The Analects 1.3 (Ames and Rosemont Jr. 1998).

A few years ago, I wrote a paper on a topic that is related to silence, what I call moments of reticence. By "reticence," I have in mind a variety of actions in discursive situations, including an unwillingness to speak as well as redirection of conversation or inquiry. The paper focuses on the differential uses of silence and reticence in the Analects and in Wittgenstein's corpus. (Over the years, I have sensed a partial resonance between Wittgenstein and Confucianism, especially when it comes to ethics, practices, and language use.) 

In passage 1.3 above, the Master highlights a theme that runs through the Analects, a suspicion of eloquent speech that is not accompanied by virtuous conduct. Sometimes this suspicion carries over into condemnations of glib speech and the importance in some circumstances of being "slow to speak." A remark of Wittgenstein's collected in Culture and Value suggests perhaps a similar attitude: "This is how philosophers should salute each other: 'Take your time!'" (Wittgenstein 1998, 91)
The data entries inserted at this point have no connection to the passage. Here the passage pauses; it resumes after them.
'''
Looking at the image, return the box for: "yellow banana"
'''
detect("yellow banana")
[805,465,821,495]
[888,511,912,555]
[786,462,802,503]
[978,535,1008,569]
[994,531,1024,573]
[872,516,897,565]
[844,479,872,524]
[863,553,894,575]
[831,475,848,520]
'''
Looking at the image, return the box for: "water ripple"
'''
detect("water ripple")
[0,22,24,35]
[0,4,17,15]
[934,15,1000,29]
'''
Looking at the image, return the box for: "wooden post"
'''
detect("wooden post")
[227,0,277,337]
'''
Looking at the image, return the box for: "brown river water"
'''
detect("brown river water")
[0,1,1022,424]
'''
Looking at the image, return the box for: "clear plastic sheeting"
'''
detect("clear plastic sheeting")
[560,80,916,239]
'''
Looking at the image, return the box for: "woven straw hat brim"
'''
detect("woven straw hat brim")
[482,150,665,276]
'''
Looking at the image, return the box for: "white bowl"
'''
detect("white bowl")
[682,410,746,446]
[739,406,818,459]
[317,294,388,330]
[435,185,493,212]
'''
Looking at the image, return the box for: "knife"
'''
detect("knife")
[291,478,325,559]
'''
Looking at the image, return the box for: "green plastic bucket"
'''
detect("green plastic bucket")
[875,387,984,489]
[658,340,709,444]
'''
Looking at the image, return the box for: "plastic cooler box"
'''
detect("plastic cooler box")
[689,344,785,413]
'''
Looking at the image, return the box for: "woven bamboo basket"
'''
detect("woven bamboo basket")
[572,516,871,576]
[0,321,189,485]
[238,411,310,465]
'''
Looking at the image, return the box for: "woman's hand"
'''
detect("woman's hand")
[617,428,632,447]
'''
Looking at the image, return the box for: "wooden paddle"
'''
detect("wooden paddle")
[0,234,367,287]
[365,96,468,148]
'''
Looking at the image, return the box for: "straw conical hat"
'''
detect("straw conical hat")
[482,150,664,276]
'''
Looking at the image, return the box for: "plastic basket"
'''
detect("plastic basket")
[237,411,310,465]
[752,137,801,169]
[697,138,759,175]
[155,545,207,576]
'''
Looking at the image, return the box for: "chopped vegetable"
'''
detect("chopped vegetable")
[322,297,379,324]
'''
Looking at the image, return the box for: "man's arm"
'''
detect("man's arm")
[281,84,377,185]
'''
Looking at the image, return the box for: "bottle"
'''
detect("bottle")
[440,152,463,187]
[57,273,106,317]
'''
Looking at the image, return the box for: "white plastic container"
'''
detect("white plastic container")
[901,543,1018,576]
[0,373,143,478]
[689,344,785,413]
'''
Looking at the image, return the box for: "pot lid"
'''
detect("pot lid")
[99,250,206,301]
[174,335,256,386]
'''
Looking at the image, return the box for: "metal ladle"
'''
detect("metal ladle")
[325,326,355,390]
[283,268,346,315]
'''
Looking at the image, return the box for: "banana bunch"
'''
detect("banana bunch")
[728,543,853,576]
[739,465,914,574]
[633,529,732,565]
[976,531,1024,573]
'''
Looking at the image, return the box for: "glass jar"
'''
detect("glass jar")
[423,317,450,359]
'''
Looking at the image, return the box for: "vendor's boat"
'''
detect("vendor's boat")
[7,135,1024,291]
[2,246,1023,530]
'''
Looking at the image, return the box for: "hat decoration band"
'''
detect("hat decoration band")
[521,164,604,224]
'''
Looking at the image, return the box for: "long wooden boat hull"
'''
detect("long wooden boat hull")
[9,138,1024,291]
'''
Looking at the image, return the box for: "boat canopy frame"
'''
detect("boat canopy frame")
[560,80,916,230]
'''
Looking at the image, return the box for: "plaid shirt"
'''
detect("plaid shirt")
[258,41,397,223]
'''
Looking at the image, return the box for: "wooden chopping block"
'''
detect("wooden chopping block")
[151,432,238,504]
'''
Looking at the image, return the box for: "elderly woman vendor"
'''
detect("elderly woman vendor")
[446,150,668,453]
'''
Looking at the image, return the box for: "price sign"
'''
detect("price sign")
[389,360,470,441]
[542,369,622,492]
Periodically, I think about the topic of reticence, especially when it comes to religious and interreligious discourses. Sometimes, philosophers and religious writers have remarked on the difficulty in saying something, either because the topic is very abstract (as with apophatic theology, for example) or perhaps because the audience must be prepared for the message in some way before they are able to receive it. I envision one day of going beyond Wittgenstein and Confucianism and doing a close study of some Christian, Buddhist, and Daoist texts as well when it comes to discursive uses of silences and other forms of reticence in spiritual and/or philosophical projects. 


References

Ames, Roger T., and Henry Rosemont, Jr., trans. 1998. The Analects of Confucius: A Philosophical Translation. New York: Ballantine Books.

Ephratt, Michal. 2008. “The Functions of Silence.” Journal of Pragmatics 40, no. 11:1909–1938. 

Tanesini, Alessandra. 2018. “Eloquent Silences: Silence and Dissent.” In Voicing Dissent: The Ethics and Epistemology of Making Disagreement Public, edited by Casey Rebecca Johnson, pp. 109–128. London: Routledge.

Wittgenstein, Ludwig. 1998. Culture and Value: Revised Edition, edited by G. H. von Wright with Heikki Nyman and translated by Peter Winch. London: Wiley-Blackwell.